In 2016, Liseberg announced that Kanonen would close to be replaced by a B&M dive coaster called Valkyria in 2018. December 30, 2016 was Kanonen's last day, it was then dismantled and sold afterwards.

===Lost Island Theme Park===
On July 19, 2018, the roller coaster was sold to Lost Island Water Park located in Waterloo, Iowa. It was planned to be included within a theme park expansion of the complex that was planned to open in 2022 and was initially set to be placed on the park's lake shore before soil stability concerns resulted in it trading places with the Yuta Falls flume ride. Located in the Yuta Earth Tribe realm, the coaster was renamed Matugani, with a green track repaint and snake themed trains. Matugani did not open with the rest of the park in June 2022, as the new brake motor parts were delayed by supply chain issues.

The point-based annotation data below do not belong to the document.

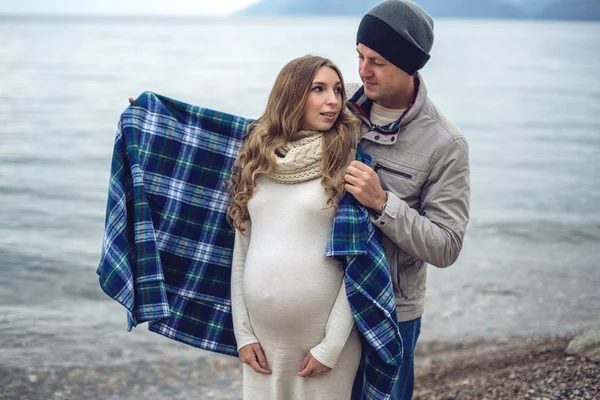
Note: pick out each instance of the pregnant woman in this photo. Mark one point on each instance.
(292, 320)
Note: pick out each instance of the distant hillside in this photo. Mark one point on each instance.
(582, 10)
(493, 9)
(471, 9)
(437, 8)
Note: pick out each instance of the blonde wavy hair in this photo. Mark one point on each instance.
(279, 125)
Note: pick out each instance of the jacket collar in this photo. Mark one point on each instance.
(360, 105)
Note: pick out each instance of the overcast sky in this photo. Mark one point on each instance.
(155, 7)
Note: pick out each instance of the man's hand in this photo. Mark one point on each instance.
(363, 183)
(310, 367)
(253, 355)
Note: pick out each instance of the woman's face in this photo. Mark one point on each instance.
(324, 101)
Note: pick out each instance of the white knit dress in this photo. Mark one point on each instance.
(290, 298)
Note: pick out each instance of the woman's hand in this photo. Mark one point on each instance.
(310, 367)
(253, 355)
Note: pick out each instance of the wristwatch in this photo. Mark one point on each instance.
(378, 215)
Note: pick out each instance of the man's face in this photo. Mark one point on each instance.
(384, 83)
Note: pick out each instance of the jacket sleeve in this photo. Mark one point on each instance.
(242, 328)
(338, 328)
(435, 232)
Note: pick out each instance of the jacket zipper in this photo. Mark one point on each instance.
(397, 273)
(394, 172)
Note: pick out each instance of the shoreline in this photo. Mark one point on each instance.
(519, 368)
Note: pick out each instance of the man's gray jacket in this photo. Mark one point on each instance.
(422, 161)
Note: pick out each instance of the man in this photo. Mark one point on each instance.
(418, 184)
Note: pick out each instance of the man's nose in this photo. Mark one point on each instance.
(332, 98)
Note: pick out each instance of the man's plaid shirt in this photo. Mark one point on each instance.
(167, 247)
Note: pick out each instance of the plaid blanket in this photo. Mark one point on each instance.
(167, 247)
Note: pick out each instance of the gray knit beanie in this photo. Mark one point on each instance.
(399, 30)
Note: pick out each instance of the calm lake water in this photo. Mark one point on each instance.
(525, 94)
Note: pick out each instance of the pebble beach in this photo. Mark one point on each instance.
(536, 368)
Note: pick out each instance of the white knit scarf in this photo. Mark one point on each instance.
(300, 160)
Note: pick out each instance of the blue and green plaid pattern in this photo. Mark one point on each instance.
(167, 248)
(355, 242)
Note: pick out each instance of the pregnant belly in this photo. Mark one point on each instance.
(292, 297)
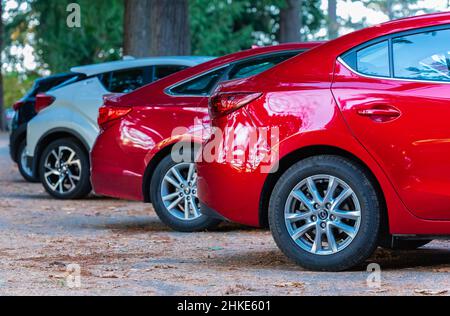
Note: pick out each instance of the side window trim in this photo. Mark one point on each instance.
(348, 59)
(169, 91)
(225, 75)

Within the attraction's backstory, Matugani is a giant emerald serpent that prowled the jungle of the Yuta Realm and was considered a menace until it rescued the Yuta people when their civilization became trapped in their mines in a landslide by guiding them back to the surface through one of their burrows. This act lead the Yuta to begin living in balance with nature and Matugani was celebrated as a wise protector. The coaster's station is themed as the Yuta's former mining headquarters, now converted into a temple to honor Matugani.

==Track layout==
After departing the station, Matugani's 16-person trains are accelerated to 72 km/h straight into a 24 m high top hat element. This is immediately followed by an air time hill and a 20 m high vertical loop, the first inversion of the ride. After a highly banked turnaround, the trains pass through a heartline roll before entering the brake run, bringing the ride to an end.

==Rollbacks==

On June 8, 2009, a train got balanced at the top of the top-hat with 14 riders on board.